RESOLUTION AND SOME PROPERTIES OF ENZYMES INVOLVED IN ENANTIOSELECTIVE TRANSFORMATION OF 1,3-DICHLORO-2-PROPANOL TO (R)-3-CHLORO-1,2-PROPANEDIOL BY CORYNEBACTERIUM SP STRAIN N-1074

During the course of the transformation of 1,3-dichloro-2-propanol (DCP) into (R)-3-chloro-1,2-propanediol [(R)-MCP] with the cell extract of Corynebacterium sp. strain N-1074, epichlorohydrin (ECH) was transiently formed. The cell extract was fractionated into two DCP-dechlorinating activities (fractions I(a) and I(b)) and two ECH-hydrolyzing activities (fractions II(a) and II(b)) by TSKgel DEAE-5PW column chromatography. Fractions I(a) and I(b) catalyzed the interconversion of DCP to ECH, and fractions II(a) and II(b) catalyzed the transformation of ECH into MCP. Fractions I(a) and II(b) showed only low enantioselectivity for each reaction, whereas fractions I(b) and II(b) exhibited considerable enantioselectivity, yielding R-rich ECH and MCP, respectively.
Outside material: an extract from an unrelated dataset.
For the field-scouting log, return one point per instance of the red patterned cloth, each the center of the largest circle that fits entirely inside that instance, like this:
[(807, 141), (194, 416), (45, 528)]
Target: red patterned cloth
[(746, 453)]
Enzymes I(a) and I(b) were isolated from fractions I(a) and I(b), respectively. Enzyme I(a) had a molecular mass of about 108 kDa and consisted of four subunits identical in molecular mass (about 28 kDa). Enzyme I(b) was a protein of 115 kDa, composed of two different polypeptides (about 35 and 32 kDa). The specific activity of enzyme I(b) for DCP was about 30-fold higher than that of enzyme I(a). Both enzymes catalyzed the transformation of several halohydrins into the corresponding epoxides with liberation of halides and its reverse reaction. Their substrate specificities and immunological properties differed from each other. Enzyme I(a) seemed to be halohydrin hydrogen-halide-lyase which was already purified from Escherichia coli carrying a gene from Corynebacterium sp. strain N-1074.